Mediapipe: Drowsy Driver Detection

Introduction

In this post, we will use a cool project from Google; The Mediapipe, to build a code snippet that is able to identify if a person is drowsy. This could be applicable to monitor people while driving or while performing dangerous tasks that require being fully awake.

MediaPipe offers cross-platform, customizable ML solutions for live and streaming media. Learn more about the Mediapipe project here

The idea is simple: we will monitor your eyes. If your eyes are closed for some time, then we will show an alert. Now we have to make a list of the things we need to provide a solution. Here is the list of things:

Camera. We need a camera to monitor in real-time, the person's eyes to identify if he/she is falling asleep. For this exercise, we will use our PC or laptop webcam. the OpenCV library has already all the tools to capture each frame from a video stream in real-time.
Capture Eyes Metadata. Fortunately, the Google Mediapipe library has a python wrapper (because it was originally accessible only in C++) that provides facial landmarks that we can use to capture the contour around the eyes.
Determine if eyes are open or closed. The metadata captured from the Mediapipe library is an array of [x,y] positions of each landmark in the face (as seen in the image below). We need to filter them to get only the points around the right and left eyes. Once these arrays are available, we will estimate the height of each eye. We will make a condition that if an eye is half-opened during k frames, then we will raise an alert. We will use k = 20 in our example.

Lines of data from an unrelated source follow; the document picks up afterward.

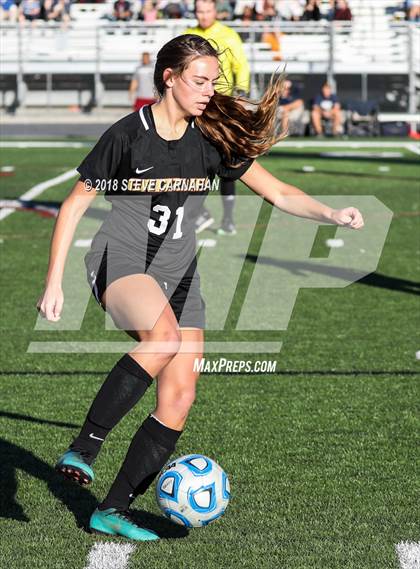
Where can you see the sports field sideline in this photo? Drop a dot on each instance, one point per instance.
(322, 454)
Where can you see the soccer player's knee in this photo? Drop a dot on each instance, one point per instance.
(168, 338)
(183, 401)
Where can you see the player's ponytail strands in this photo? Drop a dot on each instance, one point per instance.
(239, 127)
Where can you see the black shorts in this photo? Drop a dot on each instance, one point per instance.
(183, 294)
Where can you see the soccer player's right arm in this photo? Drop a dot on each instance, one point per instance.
(72, 209)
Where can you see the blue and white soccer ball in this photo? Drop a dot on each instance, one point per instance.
(193, 490)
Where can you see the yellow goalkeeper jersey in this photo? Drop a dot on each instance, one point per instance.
(233, 61)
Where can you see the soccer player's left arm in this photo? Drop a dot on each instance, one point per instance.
(239, 63)
(294, 201)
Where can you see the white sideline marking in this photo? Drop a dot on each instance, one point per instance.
(109, 556)
(83, 243)
(346, 144)
(39, 188)
(414, 148)
(40, 144)
(408, 554)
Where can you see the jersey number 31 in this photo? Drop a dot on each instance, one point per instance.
(158, 227)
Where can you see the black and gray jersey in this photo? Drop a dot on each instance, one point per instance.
(155, 186)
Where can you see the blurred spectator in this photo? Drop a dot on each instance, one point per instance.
(266, 10)
(224, 10)
(122, 11)
(291, 108)
(141, 91)
(248, 15)
(149, 11)
(29, 11)
(326, 107)
(290, 9)
(273, 38)
(173, 10)
(8, 11)
(413, 10)
(312, 11)
(341, 10)
(57, 10)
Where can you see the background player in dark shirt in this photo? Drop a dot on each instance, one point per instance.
(326, 106)
(134, 289)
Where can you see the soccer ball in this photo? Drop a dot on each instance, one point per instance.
(193, 490)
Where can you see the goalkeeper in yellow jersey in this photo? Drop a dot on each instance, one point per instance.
(235, 80)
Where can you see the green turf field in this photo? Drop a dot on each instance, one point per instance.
(322, 456)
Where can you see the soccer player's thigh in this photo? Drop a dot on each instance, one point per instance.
(178, 379)
(137, 304)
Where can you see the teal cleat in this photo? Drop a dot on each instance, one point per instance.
(118, 522)
(75, 464)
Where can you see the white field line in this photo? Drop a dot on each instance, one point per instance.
(41, 144)
(414, 148)
(109, 556)
(39, 188)
(408, 554)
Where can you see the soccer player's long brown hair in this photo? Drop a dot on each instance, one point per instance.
(239, 127)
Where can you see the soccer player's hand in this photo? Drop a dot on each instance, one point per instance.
(348, 217)
(50, 303)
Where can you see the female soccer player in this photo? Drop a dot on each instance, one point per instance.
(152, 164)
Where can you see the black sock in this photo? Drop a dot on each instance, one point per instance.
(125, 385)
(228, 207)
(149, 450)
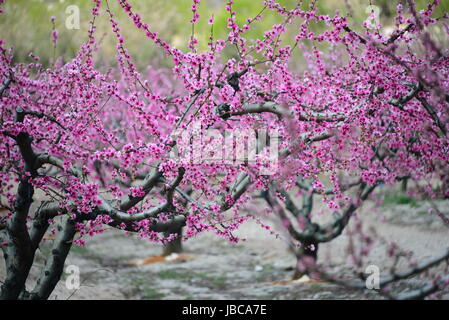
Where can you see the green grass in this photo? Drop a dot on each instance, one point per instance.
(152, 294)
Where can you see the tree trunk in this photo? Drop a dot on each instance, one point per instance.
(174, 246)
(306, 258)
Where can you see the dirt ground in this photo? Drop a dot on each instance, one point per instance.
(111, 264)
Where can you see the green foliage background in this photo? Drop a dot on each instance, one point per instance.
(25, 24)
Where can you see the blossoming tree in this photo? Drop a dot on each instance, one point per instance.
(153, 151)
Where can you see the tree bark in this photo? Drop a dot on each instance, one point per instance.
(306, 260)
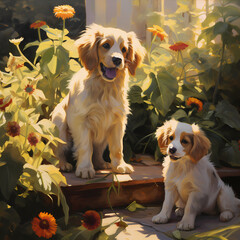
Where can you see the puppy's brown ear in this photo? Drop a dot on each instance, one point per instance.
(87, 46)
(136, 53)
(201, 145)
(162, 139)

Ok, now that we have the idea of how to solve this, let's start with the fun part. Time to build the prototype.

Load the Libraries

Mediapipe is available with pip, so use pip install mediapipe to download the library.

import cv2 as cv
import numpy as np
import mediapipe as mp

Eye Height Function open_len(arr)

The Mediapipe will output the points around both eyes as a collection of [x,y] points. The idea is to identify the highest and lowest, y-values for each eye, so that we can use them to calculate how open each one is. The following function will take the array from Mediapipe and calculate the height of each eye as the difference between the max-min y values of the [x,y] point collection.

def open_len(arr):
    y_arr = []

    for _,y in arr:
        y_arr.append(y)

    min_y = min(y_arr)
    max_y = max(y_arr)

    return max_y - min_y

Functional Prototype

mp_face_mesh = mp.solutions.face_mesh

# A: location of the eye-landamarks in the facemesh collection
RIGHT_EYE = [ 362, 382, 381, 380, 374, 373, 390, 249, 263, 466, 388, 387, 386, 385,384, 398 ]
LEFT_EYE = [ 33, 7, 163, 144, 145, 153, 154, 155, 133, 173, 157, 158, 159, 160, 161 , 246 ]

# handle of the webcam
cap = cv.VideoCapture(0)

# Mediapipe parametes
with mp_face_mesh.FaceMesh(
    max_num_faces=1,
    refine_landmarks=True,
    min_detection_confidence=0.5,
    min_tracking_confidence=0.5
) as face_mesh:

    # B: count how many frames the user seems to be going to nap (half closed eyes)
    drowsy_frames = 0

    # C: max height of each eye
    max_left = 0
    max_right = 0

    while True:

        # get every frame from the web-cam
        ret, frame = cap.read()
        if not ret:
            break

        # Get the current frame and collect the image information
        frame = cv.flip(frame, 1)
        rgb_frame = cv.cvtColor(frame, cv.COLOR_BGR2RGB)
        img_h, img_w = frame.shape[:2]

        # D: collect the mediapipe results
        results = face_mesh.process(rgb_frame)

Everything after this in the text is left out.